Colorado Secretary of State Jena Griswold’s office mistakenly posted a spreadsheet to its website that contained partial passwords to some parts of the state’s voting systems, it has confirmed.
The office took “immediate action” as soon as it became aware of the incident and informed the Cybersecurity and Infrastructure Security Agency (CISA), the statement said.
Colorado’s Department of State is “working to remedy this situation where necessary,” according to the statement.
The accidental posting “does not pose an immediate security threat to Colorado’s elections, nor will it impact how ballots are counted,” Griswold’s office said.
The GOP also shared an affidavit from an unnamed individual claiming to have downloaded the spreadsheet and opened the hidden file on three separate occasions between Aug. 8 and Oct. 23.
According to the affidavit, the individual was able to access the hidden file simply by clicking “unhide.”
The Epoch Times was not able to independently verify the affidavit.
Colorado’s Republican Party said the file shared on the Secretary of State’s website contained more than 600 BIOS (basic input output system) passwords for voting systems in 63 of Colorado’s 64 counties.
The passwords were not encrypted or otherwise protected, meaning they were “available for public consumption,” the party said.
The spreadsheet also appears to have been posted on the website since at least August, it noted.
“BIOS passwords are highly confidential, allowing broad access for knowledgeable users to fundamentally manipulate systems and data and to remove any trace of doing so,” Colorado’s Republican Party said.
Due to the highly confidential nature of BIOS passwords, only a limited number of people are allowed access to the passwords under Colorado election regulations.
Republicans Condemn ‘Significant Incompetence, Negligence’
Dave Williams, chairman of the Republican Party of Colorado, said the leak demonstrates “significant incompetence and negligence” and raises questions about password management and other basic security protocols “at the highest levels” within Griswold’s office.“We hear all the time in Colorado from Secretary Griswold and Governor Polis that we represent the ‘Gold Standard’ for election integrity, a model for the nation,” Williams said “One can only hope that by the Secretary of State posting our most sensitive passwords online to the world dispels that myth.”
The state’s Republican party said that the leak could have “far-reaching implications” and put the entire Colorado election results for the vast majority of races, including the presidential race, in “jeopardy” unless all of the machines can meet the standards of a “Trusted Build” before the election on Nov. 5.

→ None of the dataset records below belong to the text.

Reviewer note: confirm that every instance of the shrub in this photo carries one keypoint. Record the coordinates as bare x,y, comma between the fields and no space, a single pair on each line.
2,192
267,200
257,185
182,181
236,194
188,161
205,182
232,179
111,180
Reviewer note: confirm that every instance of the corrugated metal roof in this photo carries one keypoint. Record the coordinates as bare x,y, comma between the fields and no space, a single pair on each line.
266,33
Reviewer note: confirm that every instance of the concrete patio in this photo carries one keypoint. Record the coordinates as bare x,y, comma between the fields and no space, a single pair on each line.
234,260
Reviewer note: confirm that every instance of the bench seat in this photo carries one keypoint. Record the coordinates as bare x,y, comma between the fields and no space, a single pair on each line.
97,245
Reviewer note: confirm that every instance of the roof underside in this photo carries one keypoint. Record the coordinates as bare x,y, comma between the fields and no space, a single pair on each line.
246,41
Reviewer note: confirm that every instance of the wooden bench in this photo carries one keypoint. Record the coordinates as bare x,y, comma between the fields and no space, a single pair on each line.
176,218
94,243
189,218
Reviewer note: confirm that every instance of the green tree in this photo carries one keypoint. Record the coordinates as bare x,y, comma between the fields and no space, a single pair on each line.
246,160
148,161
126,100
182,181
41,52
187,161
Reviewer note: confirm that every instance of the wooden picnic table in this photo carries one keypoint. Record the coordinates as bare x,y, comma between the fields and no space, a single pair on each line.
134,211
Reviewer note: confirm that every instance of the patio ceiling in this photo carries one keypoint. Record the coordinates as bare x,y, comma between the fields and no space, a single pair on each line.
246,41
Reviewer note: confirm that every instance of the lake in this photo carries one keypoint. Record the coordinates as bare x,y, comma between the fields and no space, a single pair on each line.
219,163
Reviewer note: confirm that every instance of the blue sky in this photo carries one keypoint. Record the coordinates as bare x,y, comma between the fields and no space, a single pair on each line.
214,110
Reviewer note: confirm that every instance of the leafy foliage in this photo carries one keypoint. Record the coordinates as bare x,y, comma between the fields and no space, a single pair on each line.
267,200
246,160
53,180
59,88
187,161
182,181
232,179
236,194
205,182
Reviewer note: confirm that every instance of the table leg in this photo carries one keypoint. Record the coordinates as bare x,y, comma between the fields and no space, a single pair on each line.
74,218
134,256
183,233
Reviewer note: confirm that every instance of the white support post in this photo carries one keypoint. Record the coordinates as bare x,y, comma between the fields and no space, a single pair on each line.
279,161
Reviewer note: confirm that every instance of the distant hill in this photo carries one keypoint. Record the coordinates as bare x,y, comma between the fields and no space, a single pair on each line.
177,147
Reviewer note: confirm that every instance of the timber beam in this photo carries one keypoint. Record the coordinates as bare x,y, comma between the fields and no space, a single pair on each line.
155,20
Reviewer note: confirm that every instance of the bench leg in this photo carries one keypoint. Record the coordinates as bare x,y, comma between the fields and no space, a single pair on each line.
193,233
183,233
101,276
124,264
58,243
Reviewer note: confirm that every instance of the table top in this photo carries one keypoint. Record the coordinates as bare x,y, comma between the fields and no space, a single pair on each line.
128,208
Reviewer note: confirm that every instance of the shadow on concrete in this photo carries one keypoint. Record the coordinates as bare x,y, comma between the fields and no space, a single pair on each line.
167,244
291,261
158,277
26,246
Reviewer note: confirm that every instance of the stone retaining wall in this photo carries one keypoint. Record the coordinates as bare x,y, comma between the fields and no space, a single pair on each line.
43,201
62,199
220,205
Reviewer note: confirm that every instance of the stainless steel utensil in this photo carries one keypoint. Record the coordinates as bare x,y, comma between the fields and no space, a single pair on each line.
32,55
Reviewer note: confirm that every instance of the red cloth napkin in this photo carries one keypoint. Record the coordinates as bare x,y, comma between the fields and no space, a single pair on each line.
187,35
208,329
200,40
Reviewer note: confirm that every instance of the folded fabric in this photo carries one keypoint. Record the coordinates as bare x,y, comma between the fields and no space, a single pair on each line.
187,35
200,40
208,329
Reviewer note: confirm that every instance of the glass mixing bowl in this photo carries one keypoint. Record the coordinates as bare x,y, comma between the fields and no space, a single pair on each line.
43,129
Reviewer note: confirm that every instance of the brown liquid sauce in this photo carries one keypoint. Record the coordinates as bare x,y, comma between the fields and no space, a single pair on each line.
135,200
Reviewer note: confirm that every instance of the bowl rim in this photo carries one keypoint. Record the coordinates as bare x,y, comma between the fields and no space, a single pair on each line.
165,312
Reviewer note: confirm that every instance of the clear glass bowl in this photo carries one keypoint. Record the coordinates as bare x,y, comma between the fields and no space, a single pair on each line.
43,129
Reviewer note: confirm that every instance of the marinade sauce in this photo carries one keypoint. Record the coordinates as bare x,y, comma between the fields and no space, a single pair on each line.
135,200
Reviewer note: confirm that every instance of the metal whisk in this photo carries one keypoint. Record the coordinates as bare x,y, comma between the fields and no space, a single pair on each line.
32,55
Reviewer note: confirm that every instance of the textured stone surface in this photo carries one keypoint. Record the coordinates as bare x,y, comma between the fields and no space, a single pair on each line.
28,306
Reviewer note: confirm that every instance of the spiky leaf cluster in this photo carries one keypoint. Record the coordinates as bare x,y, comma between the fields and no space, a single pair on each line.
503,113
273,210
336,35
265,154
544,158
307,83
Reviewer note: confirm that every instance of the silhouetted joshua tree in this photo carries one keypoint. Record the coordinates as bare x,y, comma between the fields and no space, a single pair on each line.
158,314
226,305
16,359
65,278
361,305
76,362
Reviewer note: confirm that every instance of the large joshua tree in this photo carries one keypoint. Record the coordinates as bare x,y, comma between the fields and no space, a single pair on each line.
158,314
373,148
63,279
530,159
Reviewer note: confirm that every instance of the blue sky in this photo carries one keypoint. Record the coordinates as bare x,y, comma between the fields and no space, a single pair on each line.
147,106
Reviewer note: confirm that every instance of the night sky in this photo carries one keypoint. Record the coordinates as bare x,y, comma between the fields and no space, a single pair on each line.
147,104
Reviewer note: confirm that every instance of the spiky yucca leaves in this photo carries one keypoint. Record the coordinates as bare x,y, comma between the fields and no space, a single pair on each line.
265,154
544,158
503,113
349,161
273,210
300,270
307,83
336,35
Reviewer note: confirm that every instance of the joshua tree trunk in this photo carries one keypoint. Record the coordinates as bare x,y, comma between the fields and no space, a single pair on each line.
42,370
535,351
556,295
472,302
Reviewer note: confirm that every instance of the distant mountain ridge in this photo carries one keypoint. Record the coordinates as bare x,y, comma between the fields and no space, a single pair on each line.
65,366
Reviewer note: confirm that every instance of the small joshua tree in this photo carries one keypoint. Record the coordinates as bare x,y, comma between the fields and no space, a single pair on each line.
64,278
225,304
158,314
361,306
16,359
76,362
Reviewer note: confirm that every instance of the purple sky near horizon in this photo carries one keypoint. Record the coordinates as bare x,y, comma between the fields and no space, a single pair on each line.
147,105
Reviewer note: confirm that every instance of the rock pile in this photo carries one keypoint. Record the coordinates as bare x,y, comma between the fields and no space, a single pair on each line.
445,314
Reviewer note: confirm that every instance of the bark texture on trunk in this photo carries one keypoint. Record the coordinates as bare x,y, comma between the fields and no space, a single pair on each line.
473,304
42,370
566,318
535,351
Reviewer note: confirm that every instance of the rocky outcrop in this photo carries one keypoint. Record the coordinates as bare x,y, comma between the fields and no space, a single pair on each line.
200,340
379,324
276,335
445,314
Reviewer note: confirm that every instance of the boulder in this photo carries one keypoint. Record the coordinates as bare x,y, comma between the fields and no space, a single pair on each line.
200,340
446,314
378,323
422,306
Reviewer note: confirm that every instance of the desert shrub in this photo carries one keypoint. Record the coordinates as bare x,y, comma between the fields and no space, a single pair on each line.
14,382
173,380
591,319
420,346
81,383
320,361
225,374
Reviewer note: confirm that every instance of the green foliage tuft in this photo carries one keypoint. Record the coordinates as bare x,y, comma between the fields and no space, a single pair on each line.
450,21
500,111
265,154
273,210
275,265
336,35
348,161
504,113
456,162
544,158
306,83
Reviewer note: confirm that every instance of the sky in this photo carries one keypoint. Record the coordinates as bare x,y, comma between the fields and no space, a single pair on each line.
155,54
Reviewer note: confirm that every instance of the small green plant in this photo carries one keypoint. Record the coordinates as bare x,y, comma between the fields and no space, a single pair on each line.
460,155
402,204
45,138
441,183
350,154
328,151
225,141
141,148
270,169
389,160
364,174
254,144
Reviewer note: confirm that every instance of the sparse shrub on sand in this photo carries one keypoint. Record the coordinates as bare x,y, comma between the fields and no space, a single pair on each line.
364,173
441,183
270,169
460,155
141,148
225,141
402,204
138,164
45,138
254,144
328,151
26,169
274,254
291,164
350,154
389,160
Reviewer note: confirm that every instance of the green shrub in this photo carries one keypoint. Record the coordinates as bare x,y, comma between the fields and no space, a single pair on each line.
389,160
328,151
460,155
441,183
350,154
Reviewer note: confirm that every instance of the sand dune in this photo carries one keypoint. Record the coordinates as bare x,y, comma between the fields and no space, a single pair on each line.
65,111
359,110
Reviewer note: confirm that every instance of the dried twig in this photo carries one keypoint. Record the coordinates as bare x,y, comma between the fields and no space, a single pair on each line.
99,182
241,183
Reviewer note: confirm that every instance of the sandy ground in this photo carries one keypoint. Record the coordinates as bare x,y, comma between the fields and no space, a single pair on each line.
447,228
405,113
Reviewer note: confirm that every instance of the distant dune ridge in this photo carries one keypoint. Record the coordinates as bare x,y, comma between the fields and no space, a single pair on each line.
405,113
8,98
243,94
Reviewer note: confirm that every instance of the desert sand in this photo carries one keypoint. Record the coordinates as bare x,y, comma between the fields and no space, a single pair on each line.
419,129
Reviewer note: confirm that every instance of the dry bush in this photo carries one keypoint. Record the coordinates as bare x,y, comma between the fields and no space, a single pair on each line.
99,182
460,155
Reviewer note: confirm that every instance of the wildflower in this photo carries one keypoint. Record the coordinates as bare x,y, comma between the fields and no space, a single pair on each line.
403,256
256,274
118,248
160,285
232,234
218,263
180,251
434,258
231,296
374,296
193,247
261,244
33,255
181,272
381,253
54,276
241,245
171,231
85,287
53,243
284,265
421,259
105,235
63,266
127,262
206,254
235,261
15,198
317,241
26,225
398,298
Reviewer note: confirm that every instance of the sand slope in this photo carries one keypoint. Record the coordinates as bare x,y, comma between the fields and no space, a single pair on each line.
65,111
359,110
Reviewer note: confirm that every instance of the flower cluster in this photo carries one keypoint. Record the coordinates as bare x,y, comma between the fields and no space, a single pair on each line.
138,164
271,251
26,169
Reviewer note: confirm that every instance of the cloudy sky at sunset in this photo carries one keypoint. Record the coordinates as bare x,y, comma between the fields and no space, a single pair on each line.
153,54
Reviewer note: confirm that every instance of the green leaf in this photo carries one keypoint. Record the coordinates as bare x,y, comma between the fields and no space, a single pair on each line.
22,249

In its statement announcing the leak, the secretary of state’s office said Colorado elections include “many layers of security” and that there are two unique passwords for every election equipment component, which are kept in separate places and held by different parties.
Passwords can only be used with physical in-person access to a voting system, the office noted.
“Under Colorado law, voting equipment must be stored in secure rooms that require a secure ID badge to access,” the office said. “That ID badge creates an access log that tracks who enters a secure area and when.”
There is also 24/7 video camera recording on all election equipment, and clerks are required to maintain restricted access to secure ballot areas and may only share access information with background-checked individuals, the office stated.
“No person may be present in a secure area unless they are authorized to do so or are supervised by an authorized and background-checked employee,” the statement said.
Additionally, there is a “strict chain of custody requirements” that track when a voting systems component has been accessed and by whom, the office said.
The scheme was uncovered thanks to the various processes and tools Colorado has in place, such as signature verification, according to Griswold’s office.
Colorado has a “secure signature verification process,” the secretary of state’s office said in an Oct. 24 statement.
“Colorado’s elections are safe and secure,” Griswold said. “Every eligible Colorado voter will be able to make their voice heard this election,” the office said.
A CISA spokesperson told The Epoch Times in an emailed statement that the agency is aware of the incident and is in communication with the Colorado Secretary of State’s Office.
“We understand the incident only impacts voting systems in Colorado and defer to the Secretary of State’s Office for mitigation specifics,” the spokesperson said.